Chicago Market Snapshot – Thursday, 18 December
Wheat
Wheat started Thursday on an unsteady footing after mixed trade on Wednesday, with ongoing pressure from abundant global supplies. In early Chicago trade, the March 2026 CBOT wheat contract was indicated around $5.06–5.07/bu, close to the prior close. The market remained focused on weak month-to-date price momentum and intensifying competition from alternative origins, while geopolitical risks in the Black Sea have not yet translated into sustained price support.
Corn
Corn began the day with modest support, with the March 2026 contract in Chicago trading around $4.42–4.43/bu, underpinned by strong demand and continued record U.S. ethanol output. Even with a comfortable global balance sheet, the market responded positively to steady export flow and active domestic usage, which helped limit near-term downside risk.
Soybeans
Soybeans opened Thursday without a clear impulse, with the January 2026 contract hovering around $10.59–10.60/bu. The market remained influenced by large-scale Chinese state reserve sales and signals of strong South American supply, which continue to cap any recovery attempts despite occasional U.S. export sales.
Key Global Drivers and Headlines Shaping Today’s Trade
On Thursday, global grain markets traded in an environment dominated by signals of abundance, shifting trade flows, and heightened weather sensitivity. One of the key themes came from the vegetable oils space, where India canceled or deferred more than 100,000 tons of Argentine soy oil imports due to lower domestic prices and a weaker rupee. The move highlighted how quickly pricing dislocations can redirect demand and pressure processing margins worldwide.
At the same time, China continued actively managing its stocks, with state reserves releasing volumes into the domestic market while the country simultaneously increases purchases from the United States. The market has largely interpreted this two-track approach not as a bullish demand signal, but as logistical and pricing balancing—limiting upside potential in soybeans.
In the energy-linked segment, U.S. ethanol data provided support for corn. Ethanol inventories fell to 22.353 million barrels, while production reached a new record of 1.131 million barrels per day. Higher ethanol exports and rising refinery demand strengthened the linkage between energy markets and grains.
On the trade front, new U.S. export business included soybean sales to China and “unknown destinations,” as well as corn sales to Mexico.
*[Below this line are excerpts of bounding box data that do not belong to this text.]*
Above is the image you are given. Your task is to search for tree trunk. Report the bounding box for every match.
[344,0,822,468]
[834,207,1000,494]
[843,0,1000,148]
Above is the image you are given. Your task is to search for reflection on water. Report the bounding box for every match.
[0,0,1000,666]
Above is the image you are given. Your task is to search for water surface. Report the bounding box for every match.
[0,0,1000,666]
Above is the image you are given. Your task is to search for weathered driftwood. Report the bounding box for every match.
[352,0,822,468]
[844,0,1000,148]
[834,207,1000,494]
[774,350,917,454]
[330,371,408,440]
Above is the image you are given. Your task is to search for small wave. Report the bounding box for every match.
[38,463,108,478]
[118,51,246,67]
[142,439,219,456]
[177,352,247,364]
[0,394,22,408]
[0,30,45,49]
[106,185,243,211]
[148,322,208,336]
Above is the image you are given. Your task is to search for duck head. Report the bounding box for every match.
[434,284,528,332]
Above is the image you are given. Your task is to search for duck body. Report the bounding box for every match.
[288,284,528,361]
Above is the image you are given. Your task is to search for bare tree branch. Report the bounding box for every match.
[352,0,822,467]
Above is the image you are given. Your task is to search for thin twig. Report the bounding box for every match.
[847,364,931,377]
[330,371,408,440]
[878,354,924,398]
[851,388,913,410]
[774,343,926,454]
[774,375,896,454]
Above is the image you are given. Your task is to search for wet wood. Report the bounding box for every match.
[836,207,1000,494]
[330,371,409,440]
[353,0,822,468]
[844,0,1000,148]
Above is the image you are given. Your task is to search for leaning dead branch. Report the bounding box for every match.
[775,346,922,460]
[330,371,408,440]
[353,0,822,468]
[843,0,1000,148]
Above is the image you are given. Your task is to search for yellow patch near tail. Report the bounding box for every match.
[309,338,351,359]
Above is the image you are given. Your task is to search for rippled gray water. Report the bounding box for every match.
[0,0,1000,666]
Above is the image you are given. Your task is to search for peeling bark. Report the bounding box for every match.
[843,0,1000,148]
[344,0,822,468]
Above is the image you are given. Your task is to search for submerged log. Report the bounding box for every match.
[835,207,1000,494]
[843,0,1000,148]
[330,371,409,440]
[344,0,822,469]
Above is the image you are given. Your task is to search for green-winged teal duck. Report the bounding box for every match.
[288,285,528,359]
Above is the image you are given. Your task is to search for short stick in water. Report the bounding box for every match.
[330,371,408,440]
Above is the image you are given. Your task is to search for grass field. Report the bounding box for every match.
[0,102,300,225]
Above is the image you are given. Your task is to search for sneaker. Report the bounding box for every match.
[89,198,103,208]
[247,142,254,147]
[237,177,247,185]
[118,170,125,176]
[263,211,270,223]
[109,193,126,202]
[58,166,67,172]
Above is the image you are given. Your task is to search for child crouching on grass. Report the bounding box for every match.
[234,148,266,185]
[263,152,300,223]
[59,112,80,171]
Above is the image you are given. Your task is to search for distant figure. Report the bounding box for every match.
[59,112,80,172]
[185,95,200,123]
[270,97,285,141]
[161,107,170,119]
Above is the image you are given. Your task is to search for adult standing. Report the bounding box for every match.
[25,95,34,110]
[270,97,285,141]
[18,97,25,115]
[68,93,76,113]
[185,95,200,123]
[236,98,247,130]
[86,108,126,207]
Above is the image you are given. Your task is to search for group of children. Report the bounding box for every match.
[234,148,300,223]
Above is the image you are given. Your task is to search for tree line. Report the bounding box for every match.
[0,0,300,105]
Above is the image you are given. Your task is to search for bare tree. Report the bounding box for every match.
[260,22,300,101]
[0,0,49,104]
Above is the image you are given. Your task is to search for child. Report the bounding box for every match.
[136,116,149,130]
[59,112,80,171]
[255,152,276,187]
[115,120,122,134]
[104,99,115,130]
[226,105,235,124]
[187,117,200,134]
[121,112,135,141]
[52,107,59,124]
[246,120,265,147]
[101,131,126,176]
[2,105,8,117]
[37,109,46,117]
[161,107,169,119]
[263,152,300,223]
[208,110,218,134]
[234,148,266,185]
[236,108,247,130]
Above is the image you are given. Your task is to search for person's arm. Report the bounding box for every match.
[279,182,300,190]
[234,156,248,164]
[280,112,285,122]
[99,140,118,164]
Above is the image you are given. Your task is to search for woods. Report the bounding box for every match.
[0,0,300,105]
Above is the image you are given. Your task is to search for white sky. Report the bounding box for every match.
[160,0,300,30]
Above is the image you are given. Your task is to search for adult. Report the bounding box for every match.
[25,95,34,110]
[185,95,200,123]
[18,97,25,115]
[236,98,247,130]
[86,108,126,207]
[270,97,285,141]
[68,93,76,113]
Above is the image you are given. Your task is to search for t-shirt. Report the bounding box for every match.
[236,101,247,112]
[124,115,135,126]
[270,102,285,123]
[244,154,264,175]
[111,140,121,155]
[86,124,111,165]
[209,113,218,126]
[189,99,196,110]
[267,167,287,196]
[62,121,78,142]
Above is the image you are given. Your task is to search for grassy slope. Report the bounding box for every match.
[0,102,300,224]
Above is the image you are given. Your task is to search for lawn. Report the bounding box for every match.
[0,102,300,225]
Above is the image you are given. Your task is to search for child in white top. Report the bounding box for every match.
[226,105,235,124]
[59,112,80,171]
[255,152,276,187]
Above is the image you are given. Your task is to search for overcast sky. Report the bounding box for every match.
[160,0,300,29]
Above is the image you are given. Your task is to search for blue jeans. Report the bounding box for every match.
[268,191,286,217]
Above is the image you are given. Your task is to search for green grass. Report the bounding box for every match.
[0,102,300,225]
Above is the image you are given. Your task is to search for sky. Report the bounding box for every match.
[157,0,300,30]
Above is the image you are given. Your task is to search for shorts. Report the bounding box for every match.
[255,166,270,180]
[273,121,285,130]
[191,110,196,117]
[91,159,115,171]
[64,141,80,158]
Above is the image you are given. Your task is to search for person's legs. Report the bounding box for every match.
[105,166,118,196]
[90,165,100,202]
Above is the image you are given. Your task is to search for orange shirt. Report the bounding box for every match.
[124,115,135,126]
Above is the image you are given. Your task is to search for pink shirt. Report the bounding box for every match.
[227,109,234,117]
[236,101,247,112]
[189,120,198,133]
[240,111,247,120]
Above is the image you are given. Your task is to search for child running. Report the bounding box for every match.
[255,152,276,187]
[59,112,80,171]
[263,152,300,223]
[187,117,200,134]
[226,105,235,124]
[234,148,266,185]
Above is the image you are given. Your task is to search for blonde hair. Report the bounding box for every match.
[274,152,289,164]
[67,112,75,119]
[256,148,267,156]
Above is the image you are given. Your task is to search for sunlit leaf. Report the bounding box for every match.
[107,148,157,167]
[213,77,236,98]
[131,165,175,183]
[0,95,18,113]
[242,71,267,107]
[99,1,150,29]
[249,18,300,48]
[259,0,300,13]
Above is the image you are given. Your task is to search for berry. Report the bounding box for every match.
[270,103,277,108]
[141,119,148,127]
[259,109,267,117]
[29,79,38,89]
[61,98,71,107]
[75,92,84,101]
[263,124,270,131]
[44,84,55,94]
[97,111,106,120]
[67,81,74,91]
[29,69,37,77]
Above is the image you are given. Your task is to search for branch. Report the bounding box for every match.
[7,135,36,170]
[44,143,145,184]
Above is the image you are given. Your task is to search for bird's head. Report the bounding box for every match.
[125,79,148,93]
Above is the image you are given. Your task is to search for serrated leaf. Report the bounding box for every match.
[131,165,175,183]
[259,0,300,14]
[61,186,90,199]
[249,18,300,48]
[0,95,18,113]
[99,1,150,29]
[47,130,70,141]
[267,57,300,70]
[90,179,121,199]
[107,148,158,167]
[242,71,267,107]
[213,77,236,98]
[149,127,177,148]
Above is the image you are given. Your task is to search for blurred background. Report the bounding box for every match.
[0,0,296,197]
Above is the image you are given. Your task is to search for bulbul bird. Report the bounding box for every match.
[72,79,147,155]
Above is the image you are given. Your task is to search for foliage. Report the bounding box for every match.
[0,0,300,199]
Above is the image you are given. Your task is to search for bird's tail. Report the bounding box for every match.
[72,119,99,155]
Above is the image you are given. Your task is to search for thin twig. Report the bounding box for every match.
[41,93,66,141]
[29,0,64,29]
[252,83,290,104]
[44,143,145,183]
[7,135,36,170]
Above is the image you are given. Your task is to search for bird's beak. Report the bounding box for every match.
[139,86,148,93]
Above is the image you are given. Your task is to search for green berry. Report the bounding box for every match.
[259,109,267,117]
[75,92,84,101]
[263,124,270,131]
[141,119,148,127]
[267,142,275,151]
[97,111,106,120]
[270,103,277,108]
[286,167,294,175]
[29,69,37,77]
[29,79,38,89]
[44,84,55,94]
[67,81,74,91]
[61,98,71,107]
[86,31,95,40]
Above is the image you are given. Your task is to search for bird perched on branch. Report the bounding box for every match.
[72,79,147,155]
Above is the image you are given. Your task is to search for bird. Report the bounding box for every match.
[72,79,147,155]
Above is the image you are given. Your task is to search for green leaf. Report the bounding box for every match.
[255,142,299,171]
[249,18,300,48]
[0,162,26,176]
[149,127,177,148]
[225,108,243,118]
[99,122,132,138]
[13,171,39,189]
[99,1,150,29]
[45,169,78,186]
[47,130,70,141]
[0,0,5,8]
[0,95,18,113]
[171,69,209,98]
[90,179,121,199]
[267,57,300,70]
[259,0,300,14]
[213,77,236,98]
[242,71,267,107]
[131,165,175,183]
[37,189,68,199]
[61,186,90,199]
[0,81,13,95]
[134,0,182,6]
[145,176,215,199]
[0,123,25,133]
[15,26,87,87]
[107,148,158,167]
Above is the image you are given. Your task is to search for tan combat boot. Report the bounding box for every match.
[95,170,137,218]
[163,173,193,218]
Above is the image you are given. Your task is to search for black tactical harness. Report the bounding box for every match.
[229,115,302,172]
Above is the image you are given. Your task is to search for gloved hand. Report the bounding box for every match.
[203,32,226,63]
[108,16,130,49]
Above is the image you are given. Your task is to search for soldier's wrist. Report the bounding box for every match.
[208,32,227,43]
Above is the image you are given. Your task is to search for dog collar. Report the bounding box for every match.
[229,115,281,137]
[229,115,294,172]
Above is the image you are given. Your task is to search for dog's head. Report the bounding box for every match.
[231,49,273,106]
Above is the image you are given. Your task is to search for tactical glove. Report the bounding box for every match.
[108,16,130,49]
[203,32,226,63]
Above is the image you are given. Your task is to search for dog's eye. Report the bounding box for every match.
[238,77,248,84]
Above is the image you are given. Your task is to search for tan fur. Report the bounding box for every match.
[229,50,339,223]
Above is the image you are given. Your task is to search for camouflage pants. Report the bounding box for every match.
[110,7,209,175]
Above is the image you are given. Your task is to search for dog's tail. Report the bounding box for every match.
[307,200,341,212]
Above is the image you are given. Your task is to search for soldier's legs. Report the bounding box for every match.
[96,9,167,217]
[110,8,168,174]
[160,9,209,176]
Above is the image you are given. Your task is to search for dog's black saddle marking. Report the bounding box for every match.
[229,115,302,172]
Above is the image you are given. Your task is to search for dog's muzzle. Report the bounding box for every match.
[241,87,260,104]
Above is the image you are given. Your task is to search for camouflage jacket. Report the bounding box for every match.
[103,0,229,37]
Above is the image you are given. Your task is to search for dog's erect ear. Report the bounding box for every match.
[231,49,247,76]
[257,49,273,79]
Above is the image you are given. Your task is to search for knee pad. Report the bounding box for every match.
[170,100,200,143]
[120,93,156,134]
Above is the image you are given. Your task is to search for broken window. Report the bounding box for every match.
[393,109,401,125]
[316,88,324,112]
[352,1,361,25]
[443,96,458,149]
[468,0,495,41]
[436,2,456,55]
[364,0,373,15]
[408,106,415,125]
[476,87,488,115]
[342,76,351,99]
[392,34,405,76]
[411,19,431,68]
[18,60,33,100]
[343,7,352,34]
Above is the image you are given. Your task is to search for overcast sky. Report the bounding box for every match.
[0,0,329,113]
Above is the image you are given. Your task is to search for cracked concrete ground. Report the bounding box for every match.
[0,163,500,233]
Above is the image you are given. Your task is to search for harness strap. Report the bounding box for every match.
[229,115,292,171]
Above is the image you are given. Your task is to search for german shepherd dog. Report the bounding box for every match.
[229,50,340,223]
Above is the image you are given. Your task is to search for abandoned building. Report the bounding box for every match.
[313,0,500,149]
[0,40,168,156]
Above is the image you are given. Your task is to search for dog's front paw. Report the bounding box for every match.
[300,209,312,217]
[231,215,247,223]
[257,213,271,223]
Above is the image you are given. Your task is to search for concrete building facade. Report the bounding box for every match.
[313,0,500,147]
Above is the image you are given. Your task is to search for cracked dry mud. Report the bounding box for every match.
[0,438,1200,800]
At the same time, a cancellation of a white wheat deal to China was reported, underscoring the volatility and sensitivity of demand at current price levels.
South America remains a critical variable for expectations into Q1 2026. Brazil continues to benefit from generally favorable rainfall, supporting good development conditions for soybeans and first-crop corn. Argentina, meanwhile, is entering a drier spell, with soybean planting lagging last year and moisture-deficit risks in the Pampas rising if the dry pattern persists.
In Europe and the Black Sea region, warmer and drier conditions are gradually raising concerns for winter wheat. While there is no immediate damage, the combination of higher temperatures and limited precipitation could weaken winter hardiness if cold returns abruptly in January.
Additional market pressure is coming from active supply from alternative origins, including Kazakhstan, which is reporting stronger new-crop exports and reaffirming high export potential for the season. That reinforces competition in wheat and keeps pressure on prices in international tenders.
Finally, vegetable oil markets continue to influence grains indirectly. Rising palm oil exports and production in Indonesia, together with ongoing discussions around EU deforestation regulations, are shaping relative pricing between palm oil and soy oil—feeding back into soybean crush margins.
Overall, today’s trade remains headline-driven and shaped by cross-currents—from China’s policy and India’s buying decisions to South American weather and the U.S. energy market. Even without an acute shortage, sensitivity to news remains high, and price moves continue to be quick and reactive.